Working conditions of artists and cultural workers remains a topic of top priority for the EU institutions also in the new year. A few days before the end of 2021, the European Commission kicked off a consultation on the modernisation of competition law to make it possible for self-employed workers to have access to collective bargaining. This is follows up on the requests coming from the cultural and creative sectors and included, among others, in the recent resolution overwhelmingly backed by the European Parliament on “The situation of artists and the cultural recovery of Europe” (rapporteur Monica Semedo, Renew Europe), which calls for the creation of a “European Status of the Artist”. In preparation of this report, CAE had developed, together with the independent researcher Mafalda Dâmaso, a background analysis outlining both legislative and non-legislative instruments in the EU’s toolbox to adopt a comprehensive policy approach towards a European Framework for working conditions in the cultural and creative sectors and industries (CCSIs), including the removal of competition law obstacles to collective bargaining for the self-employed and the freelancers..
Now, as said, the European Commission is inviting citizens, businesses, social partners, academia, government bodies and all interested parties to comment on the draft guidelines on the application of EU competition law to collective agreements regarding the working conditions of solo self-employed people providing services. The draft guidelines are part of a package also including a proposal for a Directive on improving working conditions in platform work and a Communication on harnessing the full benefits of digitalisation for the future of work through the re-evaluation of EU competition law. The draft Guidelines cover a wide range of solo self-employed people: people who are economically dependent as they provide their services exclusively or predominantly to one counterparty , people who work through platforms, people who negotiate their working conditions with counterparties of some economic strength, or who participate in collective bargaining agreements in line with the Copyright Directive and national labour law provisions.

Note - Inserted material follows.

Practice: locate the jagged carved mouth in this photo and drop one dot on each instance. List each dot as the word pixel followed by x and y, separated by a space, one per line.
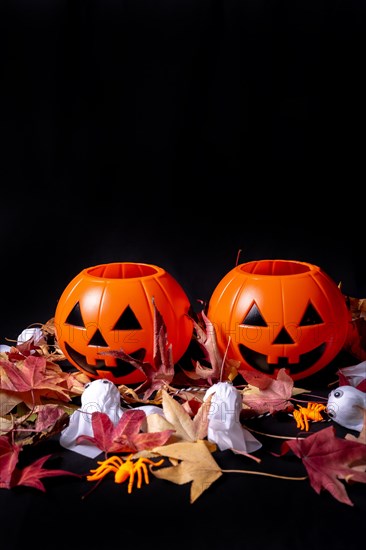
pixel 259 361
pixel 122 367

A reform of the EU competition law in a way that does not prevent freelancers from collective bargaining is very relevant to the working conditions of the self-employed in the CCSIs, where collective bargaining agreements remain a substantial issue. Compared with the wider labour market, artists and cultural workers are more often self employed than other workers are. Self-employment is higher in the CCSIs (33%) than in employment for the total economy (14%) and combined with a fractured labour market, often leads to low income levels and precariousness (find more in the above-mentioned background analysis). Moreover, the lack of collective bargaining is pushing the problem even further causing lower negotiating power and subsequently, lower-fee and poor trading agreements.
Therefore, it is important that cultural and creative workers as well as cultural stakeholders make their voices heard and submit comments until 24 February 2022.The Commission will then assess the inputs received with the aim to publish the final version of the Guidelines in the second quarter of 2022. The impact assessment report will be published together with the final version of the Guidelines binding the Commission in its subsequent interpretation and enforcement of EU competition rules in a way that does not impede self-employed workers from doing collective bargaining, if the said conditions are met.